To clarify, what's happening is that when you perform an aggregation (like collect() or count()), the non-aggregation variables present in the WITH (or RETURN) clause become the grouping key, which provides context for the aggregation, and also makes the grouping key distinct.
For example, if we had a month
variable and a days
variable, and we only had two months (January and February), with 31 days in January and 28 days in February modeled as (:Month)-[:HAS_DAY]->(:Day)
, and we performed the following:
MATCH (month:Month)-[:HAS_DAY]->(day:Day)
RETURN count(day) as dayCount
This would return a single row with a dayCount of 59, the count of all the day nodes found.
But if we changed the return to RETURN month, count(day) as dayCount
, then we would get two rows, one for January with a dayCount of 31, and another for February with a dayCount of 28.
If we kept day
as a variable like this: RETURN month, day, count(day) as dayCount
we would get 59 rows back, since for each row we need to output a distinct month and day, and the dayCount would be 1 for each of those 59 rows (since per row there is only a single day, and the count is with respect to the month and the day, that forms the grouping key of the aggregation).

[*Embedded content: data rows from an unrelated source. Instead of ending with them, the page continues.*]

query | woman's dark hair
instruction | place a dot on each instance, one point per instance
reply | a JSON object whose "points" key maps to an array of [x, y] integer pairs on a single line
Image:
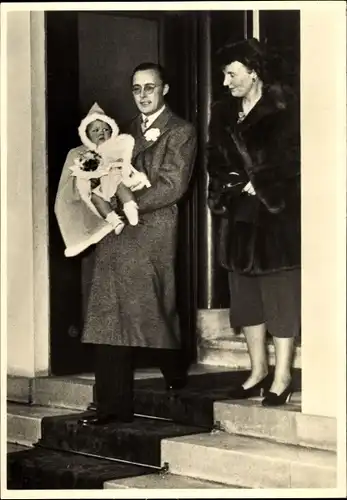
{"points": [[268, 65], [150, 65]]}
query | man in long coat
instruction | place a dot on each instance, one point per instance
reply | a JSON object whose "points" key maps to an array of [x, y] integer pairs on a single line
{"points": [[132, 303]]}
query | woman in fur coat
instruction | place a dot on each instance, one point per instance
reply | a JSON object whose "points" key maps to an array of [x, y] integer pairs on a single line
{"points": [[254, 169]]}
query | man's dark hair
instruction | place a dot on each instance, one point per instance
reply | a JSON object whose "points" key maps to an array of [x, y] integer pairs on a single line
{"points": [[154, 66]]}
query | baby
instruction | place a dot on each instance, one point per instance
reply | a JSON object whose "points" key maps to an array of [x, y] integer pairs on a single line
{"points": [[103, 170]]}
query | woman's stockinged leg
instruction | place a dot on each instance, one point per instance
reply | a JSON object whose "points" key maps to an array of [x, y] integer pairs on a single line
{"points": [[256, 342], [284, 350]]}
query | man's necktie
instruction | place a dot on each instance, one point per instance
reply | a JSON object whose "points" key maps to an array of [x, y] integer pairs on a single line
{"points": [[144, 124]]}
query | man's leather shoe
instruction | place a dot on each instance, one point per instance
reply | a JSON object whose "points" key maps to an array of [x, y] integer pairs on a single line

If you wanted the count of days of the month, yet wanted to keep each day on its own row, then you would need to collect() at the same time that you count(), then UNWIND back to rows afterward, as in Dana's suggestion:
MATCH (month:Month)-[:HAS_DAY]->(day:Day)
WITH month, collect(day) as days, count(day) as dayCount
UNWIND days as day
RETURN month, day, dayCount
At the time we aggregate, the only non-aggregation variable is month
. Days are collected with respect to the month, and the days are counted with respect to the month. Then we UNWIND the list of days back to rows, leaving us with the month, a day of that month, and the count of all days in that month.